Until now, it’s up to the healthcare provider to find a Healthcare Information Technology partner, such as Infoguard in order to mitigate the risks cited above.


Also to be stored in the “not-so-new” category is driver license fraud. Having access to a valid driver license number and name has always been valuable to certain criminals.  A common scenario is registering traffic violations on another person record. A forged driver license with valid information can also allow career criminals to pass law enforcement controls undetected or avoid prosecution after an arrest.

However, since the popularization of “point systems” and automatic traffic offense detection (e.g: radars), fraud has taken a completely new dimension.
A practice initiated in Spain saw the creation of unofficial markets for driver license points.
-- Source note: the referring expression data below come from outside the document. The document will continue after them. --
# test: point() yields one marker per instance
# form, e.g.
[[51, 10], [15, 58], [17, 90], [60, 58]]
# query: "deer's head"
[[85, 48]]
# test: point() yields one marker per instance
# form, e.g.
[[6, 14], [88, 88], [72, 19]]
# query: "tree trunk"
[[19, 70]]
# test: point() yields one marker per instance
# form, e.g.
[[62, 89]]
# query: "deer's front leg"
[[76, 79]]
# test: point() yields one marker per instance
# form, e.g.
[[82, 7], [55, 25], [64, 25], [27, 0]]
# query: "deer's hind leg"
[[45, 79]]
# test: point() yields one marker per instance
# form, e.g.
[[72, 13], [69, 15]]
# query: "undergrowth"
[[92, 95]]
An offender at risk of having its license revoked could purchase points from another individual with a healthy driving record, which will in return pretend he was driving the car at the time of the violation.
High rates – demand sometimes pushed a point value well above 1000 euros – even pushed unscrupulous individuals to sell family members points. “Grandma is not driving anymore anyway, it’s a victimless crime …

Whether they are acquired illegally or through doubtful financial transactions, driver license number could be protected more efficiently. At the age of driver license digitization and total car integration, we can easily imagine a system linking the car to its driver; .


The last application example is the long-broken password mechanism. If we think about it, passwords are the most sensitive piece of information we have in today’s version of a digital economy. They protect our bank accounts, emails, phones … etc.

However, the multiplication of accounts (and with that passwords to remember) have destroyed the whole system. Incapable of remembering so many passwords, the general public tends to use one or many of those techniques:

  • Use well-known or easy to remember passwords
  • Use the same password on multiple sites/accounts
  • Saving passwords in their browser / password manager (itself protected by a single master password)

Having a password compromised can then have catastrophic consequences, with potentially several accounts or devices impacted in a single event.

This fact is not new, a study from 1979 in Bell Labs was already showing signs of this “password fatigue” within individuals. Multiple alternatives are being implemented by industry players, such as two-step authentication or biometrics, trying to ally both security and convenience.

Without providing a perfect solution, one implementation  that is particularly interesting is the “App Password” system used by Google. The concept is similar to a token stored on a given device (also known as Token Location in the EMV tokenization specification). A strong password is generated and associated to a device, . With it, your mobile phone can access your Google account but a desktop or a different mobile device cannot.

This implementation reduces the usability of a stolen password (unusable without the attached device) as well as the systemic failure associated with the bad practices above.